Apple picking is a classic rite of autumn in Vermont. The entire act has been shown to have health benefits, too. The old adage, “an apple a day, keeps the doctor away,” has more truth to it that you might realize. Not only do apples hold six crucial daily nutrients, eating more fruits and vegetables has been shown to increase curiosity, creativity, and well-being.
On a recent Sunday, two boys raced to a tree loaded with cheery red apples. Their sisters move more sedately, as befitted their mature 10 and 11-year-old selves. Their heads leaned in toward each other across the wide aisle between the row of trees, a secret lobbed between them.
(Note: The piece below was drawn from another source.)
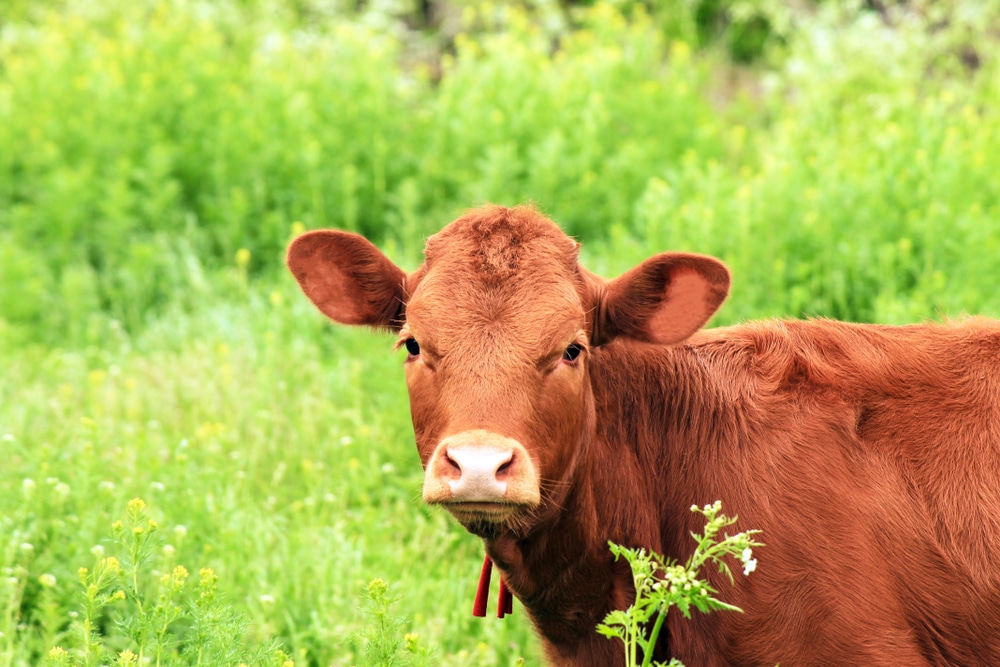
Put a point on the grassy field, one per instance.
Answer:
(155, 158)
Their colorful masks blocked the bottom of their faces, but their eyes, having learned to be more expressive in the past six months, shone with disbelief and laughter. With their canvas bags slung over their arms, they were a panoply of color splashing the greens and reds of the orchard. Glancing over their shoulders at their trailing mothers, one girl pointed, asking the silent question if those were the Cortlands most coveted by her family for the apple sauce destined for their Hanukkah latkes.
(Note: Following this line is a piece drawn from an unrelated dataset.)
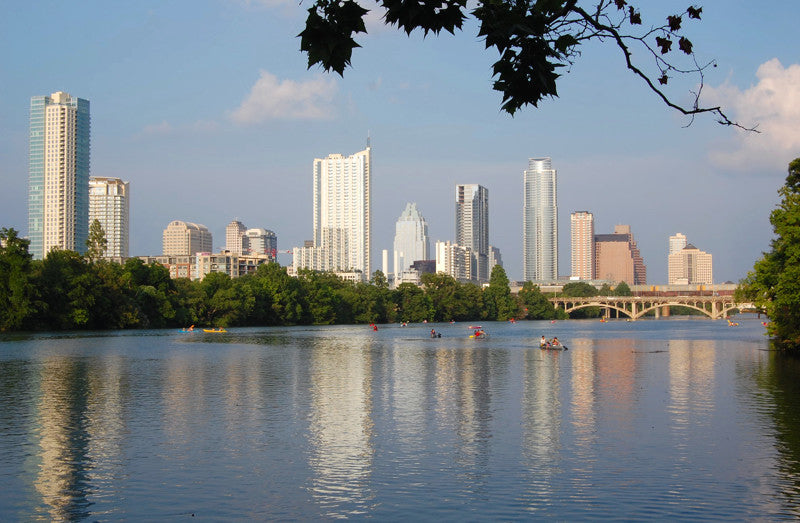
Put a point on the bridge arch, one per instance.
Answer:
(634, 307)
“Our families meet every year to pick apples together. It has become one of our sweetest traditions,” said Sian Foulkes of East Montpelier while picking apples at an orchard in early October. The founder of Foulkes Design pulls inspiration from the stunning landscape around her, bringing Vermont’s natural beauty into her design work for Vermont businesses and non-profits. Families at the orchard that day were giddy with sunshine and from being together, crunching on crisp Macouns, Cortlands, and Honeycrisps. Most people strolling the orchard recognized the importance of protective factors for both themselves and for others, and for the most part wore masks. People were respectful to maintain social distancing.
Sian’s family wasn’t the only one at an orchard last weekend. Over 4,000 Blue Cross and Blue Shield of Vermont “pick a peck on us” vouchers went out to families across all 14 counties, encouraging Vermonters to take to the orchards and recharge with family and friends. A bite of a tart sweet apple is loaded with vitamins A, B1, B2, B6, C and folate, flooding the mind with well-being and the body with good nutrition.
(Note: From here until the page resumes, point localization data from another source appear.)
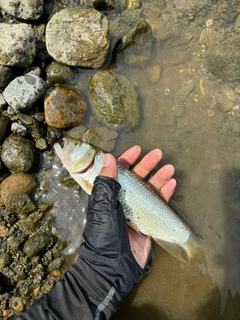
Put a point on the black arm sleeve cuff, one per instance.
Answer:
(82, 294)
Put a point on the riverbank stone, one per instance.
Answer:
(15, 190)
(78, 37)
(64, 107)
(24, 91)
(4, 126)
(224, 60)
(19, 154)
(24, 9)
(17, 45)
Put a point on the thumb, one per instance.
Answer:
(109, 168)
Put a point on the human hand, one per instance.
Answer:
(162, 181)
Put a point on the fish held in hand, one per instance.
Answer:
(145, 210)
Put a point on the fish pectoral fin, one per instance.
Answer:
(174, 249)
(132, 225)
(87, 186)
An increased amount of fresh produce simply makes you feel more engaged in the world. A 2014 study published by the British Psychological Society titled On Carrots and Curiosity showed that “on days when young adults ate more fruits and vegetables, they reported greater eudaemonic (happiness) well-being, curiosity, and creativity compared with days when they ate less fruits and vegetables.” 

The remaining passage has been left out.